Solomon, who traveled to London over the fall break to attend a reception for the winners of the competition, first got interested in Bouabdellah's art in 2007 when she saw one of her works in the exhibition“Airs de Paris” at the Pompidou Center in Paris and another in the exhibition“Global Feminisms” at the Brooklyn Museum.
One of these, the short video entitled Dansons, shows the torso of a woman, clearly a belly dancer, as she ties scarves in the colors of the French flag around her waist.“When she gets them all into place, she starts to dance and the music is La Marseillaise [the French national anthem],” says Solomon.“The work deals with the hybrid nature of the artist's French identity.”

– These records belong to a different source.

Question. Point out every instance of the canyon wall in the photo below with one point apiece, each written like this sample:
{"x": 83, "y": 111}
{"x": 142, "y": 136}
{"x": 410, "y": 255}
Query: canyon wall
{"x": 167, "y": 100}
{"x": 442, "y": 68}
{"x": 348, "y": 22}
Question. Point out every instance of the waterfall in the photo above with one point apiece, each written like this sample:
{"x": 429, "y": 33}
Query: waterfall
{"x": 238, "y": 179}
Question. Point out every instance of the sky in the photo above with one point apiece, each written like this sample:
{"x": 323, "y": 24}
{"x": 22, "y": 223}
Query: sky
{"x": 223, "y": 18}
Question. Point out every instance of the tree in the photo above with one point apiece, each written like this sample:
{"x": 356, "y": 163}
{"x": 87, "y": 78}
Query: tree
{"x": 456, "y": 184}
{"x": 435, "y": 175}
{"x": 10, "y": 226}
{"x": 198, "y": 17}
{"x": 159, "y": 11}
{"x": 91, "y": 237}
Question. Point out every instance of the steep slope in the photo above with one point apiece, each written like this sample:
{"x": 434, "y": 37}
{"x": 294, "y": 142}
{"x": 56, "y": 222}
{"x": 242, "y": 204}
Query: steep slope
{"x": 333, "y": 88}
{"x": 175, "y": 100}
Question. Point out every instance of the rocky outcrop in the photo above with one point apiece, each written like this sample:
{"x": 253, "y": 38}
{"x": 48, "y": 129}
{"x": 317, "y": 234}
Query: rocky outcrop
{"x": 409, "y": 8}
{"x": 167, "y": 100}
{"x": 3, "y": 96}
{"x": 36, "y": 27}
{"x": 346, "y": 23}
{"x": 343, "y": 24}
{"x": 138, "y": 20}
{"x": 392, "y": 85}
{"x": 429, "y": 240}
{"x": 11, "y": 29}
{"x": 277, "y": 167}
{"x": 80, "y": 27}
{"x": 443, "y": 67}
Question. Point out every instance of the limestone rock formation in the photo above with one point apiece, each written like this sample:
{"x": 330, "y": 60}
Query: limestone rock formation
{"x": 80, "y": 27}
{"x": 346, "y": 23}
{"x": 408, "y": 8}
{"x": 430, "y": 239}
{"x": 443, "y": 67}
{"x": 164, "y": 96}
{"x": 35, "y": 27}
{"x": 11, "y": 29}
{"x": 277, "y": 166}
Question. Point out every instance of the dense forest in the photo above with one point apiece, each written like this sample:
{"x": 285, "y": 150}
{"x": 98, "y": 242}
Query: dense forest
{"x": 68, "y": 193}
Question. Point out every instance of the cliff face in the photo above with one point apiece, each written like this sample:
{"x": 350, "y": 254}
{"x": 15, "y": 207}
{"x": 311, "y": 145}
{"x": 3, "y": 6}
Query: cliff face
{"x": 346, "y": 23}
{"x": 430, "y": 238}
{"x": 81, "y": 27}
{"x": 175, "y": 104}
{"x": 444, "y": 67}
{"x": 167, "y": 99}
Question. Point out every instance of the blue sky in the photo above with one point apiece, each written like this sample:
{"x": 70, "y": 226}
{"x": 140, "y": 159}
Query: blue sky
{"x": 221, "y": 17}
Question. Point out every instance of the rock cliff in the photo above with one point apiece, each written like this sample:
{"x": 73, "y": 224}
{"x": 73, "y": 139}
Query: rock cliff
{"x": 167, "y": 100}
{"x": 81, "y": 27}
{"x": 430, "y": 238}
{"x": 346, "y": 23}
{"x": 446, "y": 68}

Solomon, formerly curator of European Art at Amherst College's Mead Art Museum, included Dansons, and another of Bouabdellah's pieces, in a 2008 exhibition she organized there called“The Third Space: Cultural Identity Today.” “That show focused on the effects of displacement, alienation, exile, hybridity and trans-nationalism in a global society,” says Solomon. “The“third space” refers to an in-between space where new cultural identities are formed. Artists at work in“the third space” speak of a creative edge that derives from the condition of being in a place that simultaneously is and is not one's home.”
Solomon got to know Bouabdellah well when she subsequently spent a semester at Amherst as artist-in-residence.“We had the opportunity to talk at length about her art and the ideas behind it,” she says. When the pair heard about the new Abraaj Prize, with its aim of encouraging a creative collaboration between international curators and artists from the Middle East, North Africa and South Asia, they decided to put together a proposal.
Solomon describes the artist's winning project as“an evocative installation piece that deals with astronomy and astrology, with elements inspired by Islamic art, science, and culture. But that's all I can say until it's unveiled in Dubai.”
The two other teams named as winners of the Abraaj Capital Art Prize are Italian curator Cristiana Perrella and Turkish artist Kutlug Ataman; and Leyla Fakhr, a curator at the Tate Museum, and Iranian artist Nazgol Ansarinia.
Next semester, Solomon will teach a course at Haverford on Art and Cultural Identity.